It's been a tough couple of weeks for airline passengers.
On April 9th, United had to try to explain why it had pulled a paying passenger from his seat and dragged him down the aisle and off the plane (fortunately a plane still on the ground). More recently an American flight attendant was observed fighting with a passenger over a baby stroller.
There are several issues raised by the events of April 9th: Airlines as a Mode of Transportation; Load Factors and Bumping Passengers; What's the Law; Prohibited Speech; Crisis Communications 101; and What to Do?
Let's, as they say in the theater, "take it from the top."

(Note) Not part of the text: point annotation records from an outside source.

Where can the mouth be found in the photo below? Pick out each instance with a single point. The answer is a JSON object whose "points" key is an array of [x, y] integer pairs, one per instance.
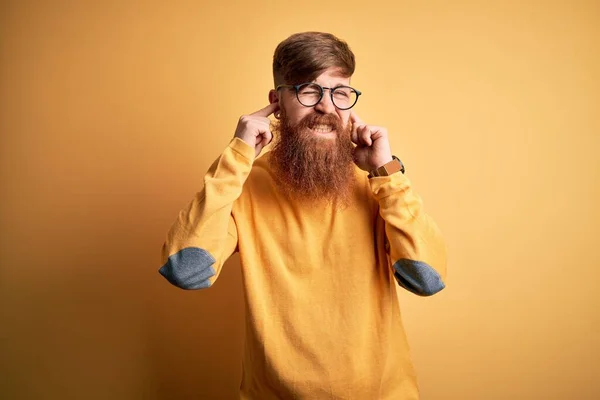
{"points": [[323, 129]]}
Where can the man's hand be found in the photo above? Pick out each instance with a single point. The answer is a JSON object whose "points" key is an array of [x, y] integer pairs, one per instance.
{"points": [[372, 145], [254, 129]]}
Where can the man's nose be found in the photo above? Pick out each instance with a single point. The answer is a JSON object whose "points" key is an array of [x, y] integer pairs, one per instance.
{"points": [[325, 106]]}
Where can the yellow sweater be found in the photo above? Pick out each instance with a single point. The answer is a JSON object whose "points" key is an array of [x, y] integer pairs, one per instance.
{"points": [[322, 314]]}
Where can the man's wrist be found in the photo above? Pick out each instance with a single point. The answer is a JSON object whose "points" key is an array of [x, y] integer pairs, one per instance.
{"points": [[391, 167]]}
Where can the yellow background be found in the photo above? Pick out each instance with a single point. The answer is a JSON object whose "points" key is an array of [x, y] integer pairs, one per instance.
{"points": [[111, 112]]}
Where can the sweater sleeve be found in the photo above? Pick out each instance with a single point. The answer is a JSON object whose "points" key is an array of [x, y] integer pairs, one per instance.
{"points": [[204, 235], [414, 242]]}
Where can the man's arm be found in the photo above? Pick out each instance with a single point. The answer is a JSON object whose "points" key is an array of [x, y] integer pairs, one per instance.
{"points": [[416, 246], [204, 235]]}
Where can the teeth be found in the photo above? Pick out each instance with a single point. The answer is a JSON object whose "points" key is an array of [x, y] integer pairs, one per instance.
{"points": [[323, 128]]}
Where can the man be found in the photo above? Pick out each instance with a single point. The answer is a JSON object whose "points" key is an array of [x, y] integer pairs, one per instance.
{"points": [[327, 227]]}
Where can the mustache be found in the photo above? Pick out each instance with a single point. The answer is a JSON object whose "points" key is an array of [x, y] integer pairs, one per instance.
{"points": [[313, 119]]}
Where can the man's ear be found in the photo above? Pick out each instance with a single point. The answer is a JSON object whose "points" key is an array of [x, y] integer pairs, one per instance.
{"points": [[273, 96]]}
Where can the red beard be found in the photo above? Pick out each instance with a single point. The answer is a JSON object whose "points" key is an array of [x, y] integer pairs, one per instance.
{"points": [[309, 167]]}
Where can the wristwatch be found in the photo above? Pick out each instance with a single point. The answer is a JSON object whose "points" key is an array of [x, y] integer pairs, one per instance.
{"points": [[387, 169]]}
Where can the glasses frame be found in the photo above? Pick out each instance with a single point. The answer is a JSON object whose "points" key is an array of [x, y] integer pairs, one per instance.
{"points": [[322, 91]]}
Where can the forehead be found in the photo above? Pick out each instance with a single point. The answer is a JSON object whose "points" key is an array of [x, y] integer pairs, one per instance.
{"points": [[331, 77]]}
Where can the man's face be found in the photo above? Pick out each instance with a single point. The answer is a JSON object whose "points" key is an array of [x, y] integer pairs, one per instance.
{"points": [[295, 111], [313, 153]]}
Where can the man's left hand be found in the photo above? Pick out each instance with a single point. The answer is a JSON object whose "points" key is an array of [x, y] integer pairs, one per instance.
{"points": [[372, 145]]}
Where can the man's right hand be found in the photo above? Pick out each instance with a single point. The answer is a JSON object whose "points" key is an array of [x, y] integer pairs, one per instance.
{"points": [[254, 129]]}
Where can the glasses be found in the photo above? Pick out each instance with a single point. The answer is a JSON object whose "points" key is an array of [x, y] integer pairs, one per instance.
{"points": [[310, 94]]}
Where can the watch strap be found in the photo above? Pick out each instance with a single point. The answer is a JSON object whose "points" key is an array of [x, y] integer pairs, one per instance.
{"points": [[389, 168]]}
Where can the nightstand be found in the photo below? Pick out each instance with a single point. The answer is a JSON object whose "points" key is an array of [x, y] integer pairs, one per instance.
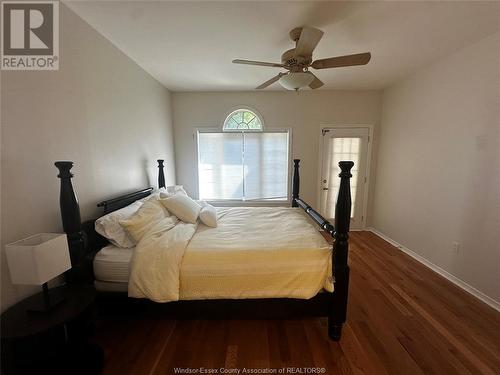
{"points": [[54, 342]]}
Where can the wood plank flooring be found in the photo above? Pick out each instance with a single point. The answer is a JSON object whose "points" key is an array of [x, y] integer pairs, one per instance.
{"points": [[402, 319]]}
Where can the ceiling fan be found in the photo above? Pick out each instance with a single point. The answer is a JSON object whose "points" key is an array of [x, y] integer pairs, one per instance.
{"points": [[298, 60]]}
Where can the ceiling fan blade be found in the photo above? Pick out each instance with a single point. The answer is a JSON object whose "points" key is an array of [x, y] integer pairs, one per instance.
{"points": [[270, 82], [259, 63], [309, 39], [316, 83], [340, 61]]}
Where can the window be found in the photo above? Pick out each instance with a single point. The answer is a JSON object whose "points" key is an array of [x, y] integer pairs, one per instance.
{"points": [[242, 119], [243, 162]]}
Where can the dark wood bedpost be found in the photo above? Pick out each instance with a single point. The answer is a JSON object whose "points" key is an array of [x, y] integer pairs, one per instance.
{"points": [[161, 175], [338, 312], [296, 182], [70, 213]]}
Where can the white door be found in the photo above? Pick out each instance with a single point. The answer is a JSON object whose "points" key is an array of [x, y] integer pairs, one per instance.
{"points": [[341, 144]]}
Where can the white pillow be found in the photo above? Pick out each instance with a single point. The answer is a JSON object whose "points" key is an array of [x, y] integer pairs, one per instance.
{"points": [[208, 215], [146, 217], [175, 189], [109, 225], [183, 207], [156, 194]]}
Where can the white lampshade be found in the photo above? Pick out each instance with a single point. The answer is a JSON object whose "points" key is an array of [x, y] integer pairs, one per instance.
{"points": [[296, 80], [38, 259]]}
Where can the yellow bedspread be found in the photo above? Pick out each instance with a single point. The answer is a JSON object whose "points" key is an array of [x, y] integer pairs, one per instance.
{"points": [[264, 252]]}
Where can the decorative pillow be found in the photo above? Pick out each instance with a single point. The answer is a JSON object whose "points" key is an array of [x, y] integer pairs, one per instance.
{"points": [[146, 217], [175, 189], [183, 207], [208, 215], [109, 225], [156, 194]]}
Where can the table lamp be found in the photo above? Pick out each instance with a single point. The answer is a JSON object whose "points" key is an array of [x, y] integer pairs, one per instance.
{"points": [[35, 261]]}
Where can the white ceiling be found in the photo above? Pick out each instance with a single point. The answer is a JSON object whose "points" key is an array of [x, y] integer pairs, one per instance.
{"points": [[188, 46]]}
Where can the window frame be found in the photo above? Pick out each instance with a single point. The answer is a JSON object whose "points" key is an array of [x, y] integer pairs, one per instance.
{"points": [[249, 202], [242, 108]]}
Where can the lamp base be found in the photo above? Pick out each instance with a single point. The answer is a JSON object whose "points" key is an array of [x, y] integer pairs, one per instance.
{"points": [[47, 302]]}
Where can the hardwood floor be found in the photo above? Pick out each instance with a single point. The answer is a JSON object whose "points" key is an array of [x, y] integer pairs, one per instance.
{"points": [[402, 319]]}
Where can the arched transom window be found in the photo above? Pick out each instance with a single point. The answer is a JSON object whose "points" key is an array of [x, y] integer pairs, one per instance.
{"points": [[242, 119]]}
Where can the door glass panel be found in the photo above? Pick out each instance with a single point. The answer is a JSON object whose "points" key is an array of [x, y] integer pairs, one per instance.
{"points": [[340, 149]]}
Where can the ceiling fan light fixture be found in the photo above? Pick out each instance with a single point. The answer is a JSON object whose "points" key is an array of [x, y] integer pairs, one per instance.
{"points": [[296, 80]]}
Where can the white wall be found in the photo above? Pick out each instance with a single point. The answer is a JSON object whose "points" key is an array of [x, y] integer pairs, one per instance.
{"points": [[304, 113], [438, 174], [99, 110]]}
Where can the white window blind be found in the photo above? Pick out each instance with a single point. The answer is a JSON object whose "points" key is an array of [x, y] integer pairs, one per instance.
{"points": [[243, 166]]}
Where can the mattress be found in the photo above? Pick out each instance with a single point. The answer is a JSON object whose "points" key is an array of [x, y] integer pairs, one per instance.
{"points": [[264, 252], [112, 264]]}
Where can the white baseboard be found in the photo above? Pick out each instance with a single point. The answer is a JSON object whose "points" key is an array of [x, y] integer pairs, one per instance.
{"points": [[455, 280]]}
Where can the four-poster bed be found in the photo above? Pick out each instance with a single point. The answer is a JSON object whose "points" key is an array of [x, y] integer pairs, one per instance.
{"points": [[85, 243]]}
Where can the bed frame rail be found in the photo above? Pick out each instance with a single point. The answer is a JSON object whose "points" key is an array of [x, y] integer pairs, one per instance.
{"points": [[83, 247], [340, 232]]}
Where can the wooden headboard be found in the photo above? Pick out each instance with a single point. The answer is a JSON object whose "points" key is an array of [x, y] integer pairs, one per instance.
{"points": [[83, 241]]}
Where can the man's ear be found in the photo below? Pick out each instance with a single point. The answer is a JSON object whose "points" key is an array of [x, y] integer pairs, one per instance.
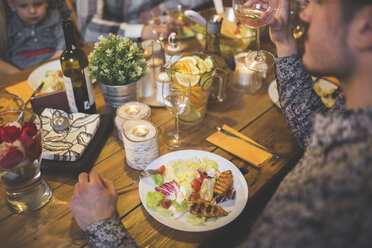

Airlines as a Mode of Transportation
Air travel has always been problematical. Prior to the Wright brothers, many designs (with flapping wings like birds and such), if set aloft from on high, simply ended in humiliating crashes. For the Wright boys, it involved their, ultimately successful, need to blend technology, engineering, and physics.
Today's commercial aircraft have solved most of those problems. When the weather's right, they seem capable of lifting the equivalent of one's high school gymnasium off the ground, enabling hundreds of complaining occupants to sit in chairs miles in the sky, covering in hours distances that, 200 years ago, would have required their ancestors months to traverse (as Louis C.K. has observed; Google: "louis ck complaining flying").
Notwithstanding this engineering accomplishment, airplanes and the companies that operate them, have become dysfunctional as a mode of transporting humans.